When our social media manager asked me to provide an update on LINX, I realized that I have been simply responding to patient’s questions and I haven’t posted any of my thoughts or updates on what is happening with the LINX device.
There are some exciting developments for patients who are interesting in having a LINX implanted.
Use of MRI and LINX
- Torax, the company who designed and manufactures the LINX device, has received FDA support for the use of MRI with the LINX device. This conditional approval allows for patients to undergo and MRI that is 0.7 Tesla or less. I am trying to clarify with our radiologists what a 0.7 Tesla MRI will cover.
- For medicare patients, LINX now has a dedicated procedure code that allows for payment to cover the cost of the hospital portion of implanting the LINX device. The surgeon’s fee is a separate code and fee and is usually covered.

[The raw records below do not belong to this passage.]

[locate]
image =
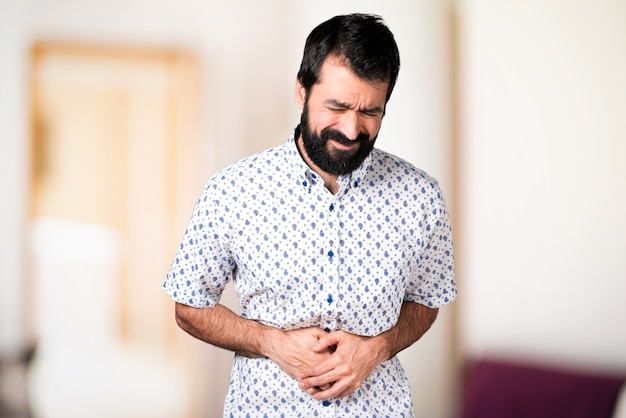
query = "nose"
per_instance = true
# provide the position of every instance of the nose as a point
(350, 125)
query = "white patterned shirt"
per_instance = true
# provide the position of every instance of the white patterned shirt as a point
(301, 256)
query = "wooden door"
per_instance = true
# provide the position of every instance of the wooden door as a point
(114, 146)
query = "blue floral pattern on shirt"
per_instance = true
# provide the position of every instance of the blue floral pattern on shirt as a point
(301, 256)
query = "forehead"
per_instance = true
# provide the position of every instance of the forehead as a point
(338, 82)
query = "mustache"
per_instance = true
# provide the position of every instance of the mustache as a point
(330, 133)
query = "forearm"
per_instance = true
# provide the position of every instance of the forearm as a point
(415, 319)
(221, 327)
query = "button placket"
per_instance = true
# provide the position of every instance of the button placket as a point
(329, 317)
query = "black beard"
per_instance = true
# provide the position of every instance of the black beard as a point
(337, 162)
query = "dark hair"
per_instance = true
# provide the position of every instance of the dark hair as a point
(363, 41)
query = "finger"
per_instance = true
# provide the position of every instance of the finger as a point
(326, 341)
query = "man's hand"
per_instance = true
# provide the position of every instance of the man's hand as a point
(353, 360)
(355, 357)
(294, 351)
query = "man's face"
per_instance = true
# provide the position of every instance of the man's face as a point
(340, 120)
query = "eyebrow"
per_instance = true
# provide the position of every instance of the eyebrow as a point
(342, 105)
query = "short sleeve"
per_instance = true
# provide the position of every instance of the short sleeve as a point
(202, 267)
(432, 283)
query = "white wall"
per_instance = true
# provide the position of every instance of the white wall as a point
(250, 52)
(543, 137)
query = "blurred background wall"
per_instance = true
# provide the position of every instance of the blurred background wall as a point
(518, 108)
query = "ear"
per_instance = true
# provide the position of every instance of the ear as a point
(300, 92)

- For patients with non-medicare insurance, the battle continues. But, the data from around the country shows that more patients are successful in getting approval for LINX than previously with upwards of 50% being approved. It is still taking up to 120 days for approval but with more data accruing each month I think insurers are beginning to pay attention.
Since the insurance battle has been about lack of data supporting the LINX compared to Nissen, we (Drs. Farivar, Aye and Vallieres) have just completed a study comparing the two devices. As I write this, I am on my way to the Society for Thoracic Surgeons annual meeting to present our findings, which will hopefully be published in the Annals of Thoracic Surgery later this year.

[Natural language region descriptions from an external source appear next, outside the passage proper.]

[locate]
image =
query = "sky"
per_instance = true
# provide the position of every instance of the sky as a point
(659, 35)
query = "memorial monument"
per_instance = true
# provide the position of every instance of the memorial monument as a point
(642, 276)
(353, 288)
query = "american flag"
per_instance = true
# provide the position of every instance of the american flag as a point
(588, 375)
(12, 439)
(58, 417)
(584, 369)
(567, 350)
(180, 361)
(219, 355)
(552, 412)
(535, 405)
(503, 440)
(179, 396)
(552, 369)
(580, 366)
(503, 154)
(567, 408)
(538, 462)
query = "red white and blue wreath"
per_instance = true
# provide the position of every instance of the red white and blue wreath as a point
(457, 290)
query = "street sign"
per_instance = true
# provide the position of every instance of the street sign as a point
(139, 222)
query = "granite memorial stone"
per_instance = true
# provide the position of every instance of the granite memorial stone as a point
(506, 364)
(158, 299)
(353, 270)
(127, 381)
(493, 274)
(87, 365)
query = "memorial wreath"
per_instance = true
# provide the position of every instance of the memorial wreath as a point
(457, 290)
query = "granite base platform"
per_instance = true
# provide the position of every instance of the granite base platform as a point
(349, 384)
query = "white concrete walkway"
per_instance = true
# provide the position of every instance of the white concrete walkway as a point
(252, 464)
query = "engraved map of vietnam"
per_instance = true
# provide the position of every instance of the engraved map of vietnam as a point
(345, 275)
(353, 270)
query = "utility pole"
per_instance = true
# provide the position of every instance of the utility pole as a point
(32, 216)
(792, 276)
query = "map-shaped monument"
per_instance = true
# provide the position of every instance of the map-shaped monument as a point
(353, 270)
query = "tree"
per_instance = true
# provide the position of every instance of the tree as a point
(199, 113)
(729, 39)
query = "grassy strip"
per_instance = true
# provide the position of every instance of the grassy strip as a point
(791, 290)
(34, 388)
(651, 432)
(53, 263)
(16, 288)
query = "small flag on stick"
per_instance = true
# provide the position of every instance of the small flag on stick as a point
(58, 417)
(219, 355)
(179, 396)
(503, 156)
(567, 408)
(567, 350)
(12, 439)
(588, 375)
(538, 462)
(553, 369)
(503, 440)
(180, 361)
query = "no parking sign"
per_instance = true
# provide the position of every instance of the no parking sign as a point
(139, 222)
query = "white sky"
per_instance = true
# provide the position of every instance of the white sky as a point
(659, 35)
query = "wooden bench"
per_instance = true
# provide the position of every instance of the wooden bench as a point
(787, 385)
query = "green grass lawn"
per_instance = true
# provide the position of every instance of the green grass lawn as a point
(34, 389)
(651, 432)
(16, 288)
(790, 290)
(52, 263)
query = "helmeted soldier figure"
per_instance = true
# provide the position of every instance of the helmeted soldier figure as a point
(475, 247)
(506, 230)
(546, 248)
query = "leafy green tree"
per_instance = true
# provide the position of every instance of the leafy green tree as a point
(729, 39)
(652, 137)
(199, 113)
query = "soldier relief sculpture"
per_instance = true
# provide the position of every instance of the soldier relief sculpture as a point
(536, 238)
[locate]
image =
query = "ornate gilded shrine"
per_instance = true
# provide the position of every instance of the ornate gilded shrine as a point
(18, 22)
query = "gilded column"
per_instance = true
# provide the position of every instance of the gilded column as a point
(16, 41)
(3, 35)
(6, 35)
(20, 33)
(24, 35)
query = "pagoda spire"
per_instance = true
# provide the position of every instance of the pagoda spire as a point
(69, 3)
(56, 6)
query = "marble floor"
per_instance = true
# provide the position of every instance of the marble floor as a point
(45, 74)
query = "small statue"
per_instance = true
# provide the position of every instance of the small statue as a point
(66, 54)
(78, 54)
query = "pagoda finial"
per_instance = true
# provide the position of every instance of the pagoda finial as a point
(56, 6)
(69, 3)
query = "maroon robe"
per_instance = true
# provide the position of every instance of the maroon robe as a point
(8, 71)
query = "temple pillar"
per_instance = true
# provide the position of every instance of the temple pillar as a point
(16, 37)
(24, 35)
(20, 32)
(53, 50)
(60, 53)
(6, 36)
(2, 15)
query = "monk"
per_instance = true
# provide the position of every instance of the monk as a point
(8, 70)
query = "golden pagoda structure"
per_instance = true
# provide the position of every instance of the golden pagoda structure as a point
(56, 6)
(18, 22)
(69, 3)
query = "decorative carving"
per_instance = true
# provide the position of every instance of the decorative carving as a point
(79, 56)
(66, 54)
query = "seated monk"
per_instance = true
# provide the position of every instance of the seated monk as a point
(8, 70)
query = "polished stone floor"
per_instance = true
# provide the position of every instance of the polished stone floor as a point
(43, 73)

This study shows that LINX and Nissen are the same in terms of treating the patient’s symptoms of GERD, improving the patient’s quality of life and normalizing the level of reflux in the esophagus without the need for PPIs. However, LINX is a shorter operation, has less complications and results in a more physiologic sphincter since patients are able to belch and have less bloating or gas the Nissen patients.
This promises to be an exciting year for patients with reflux. The addition of LINX to the treatment options for GERD allows us to individualize the treatment. For patients with large hiatal hernia, Barrett’s esophagus and severe reflux, a Nissen fundoplication performed in an experienced center is still a better option. But, for patients with a small hiatal hernia who are dependent on PPIs but whose reflux is not well controlled, a LINX device is a great option.
Thank you to all the patients who have read and interacted in this blog. I look forward to reading your posts in the coming year.